Files in python-worker/src/gen_worker/pb are generated from the .proto definitions in gen-orchestrator/proto.

Assuming gen-orchestrator is checked out as a sibling repo, regenerate stubs with:

task -d python-worker proto

This runs uv sync --extra dev and then grpc_tools.protoc against ../gen-orchestrator/proto.

Install modes:

  • Core only: gen-worker
  • Torch runtime add-on: gen-worker[torch] (torch + torchvision + torchaudio + safetensors + flashpack + numpy)

Example tenant projects live in ./examples. They use:

  • pyproject.toml + uv.lock for dependencies (no requirements.txt)
  • [tool.cozy] in pyproject.toml for deployment config (functions.modules, runtime.base_image, etc.)

Dependency policy:

  • Require pyproject.toml and/or uv.lock
  • Do not use requirements.txt
  • Put Cozy deployment config in pyproject.toml under [tool.cozy]

Example:

[tool.cozy]
deployment = "my-worker"  # Default deployment ID

[tool.cozy.build]
gpu = true
torch = ">=2.9"

Development

Command Purpose
uv build Verify package builds correctly
uv run mypy src/gen_worker Type checking
uv run pytest Run tests

Deployment ID

The deployment ID identifies your worker in the orchestrator. It can be specified in two ways:

  1. In pyproject.toml (recommended): Set [tool.cozy].deployment for a self-describing project
  2. In build request: Pass deployment field when calling the gen-builder API

Precedence: Build request > pyproject.toml

Validation rules:

  • 3-63 characters
  • Lowercase alphanumeric and hyphens only
  • Must start with a letter
  • No consecutive hyphens or trailing hyphen

Function signature:

from typing import Annotated, Iterator

import msgspec

from gen_worker import ActionContext, ResourceRequirements, worker_function
from gen_worker.injection import ModelArtifacts, ModelRef, ModelRefSource as Src

class Input(msgspec.Struct):
    prompt: str
    model_key: str = "default"

class Output(msgspec.Struct):
    text: str

@worker_function(ResourceRequirements())
def run(
    ctx: ActionContext,
    # The worker injects cached handles based on the ModelRef.
    # ModelRef(Src.DEPLOYMENT, ...) is fixed by deployment configuration (or a literal model id).
    artifacts: Annotated[ModelArtifacts, ModelRef(Src.DEPLOYMENT, "google/functiongemma-270m-it")],
    payload: Input,
) -> Output:
    return Output(text=f"prompt={payload.prompt} model_root={artifacts.root_dir}")

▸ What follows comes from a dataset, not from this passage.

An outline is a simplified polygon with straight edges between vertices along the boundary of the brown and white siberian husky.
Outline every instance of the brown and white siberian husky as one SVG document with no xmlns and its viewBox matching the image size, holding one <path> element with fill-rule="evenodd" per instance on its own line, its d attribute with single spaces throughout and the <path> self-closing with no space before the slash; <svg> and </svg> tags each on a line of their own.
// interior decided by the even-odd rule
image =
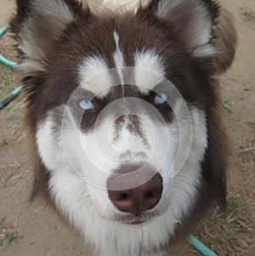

class Delta(msgspec.Struct):
    delta: str

@worker_function(ResourceRequirements())
def run_incremental(ctx: ActionContext, payload: Input) -> Iterator[Delta]:
    for ch in payload.prompt:
        if ctx.is_canceled():
            raise InterruptedError("canceled")
        yield Delta(delta=ch)

Dynamic checkpoints:

  • Prefer deployment-defined allowlists. Requests pick a key/label from the payload (e.g. payload.model_key), and the worker resolves it via a deployment-provided mapping.
  • Use ModelRef(Src.PAYLOAD, "model_key") for this pattern (the payload value is a key, not a raw HF id).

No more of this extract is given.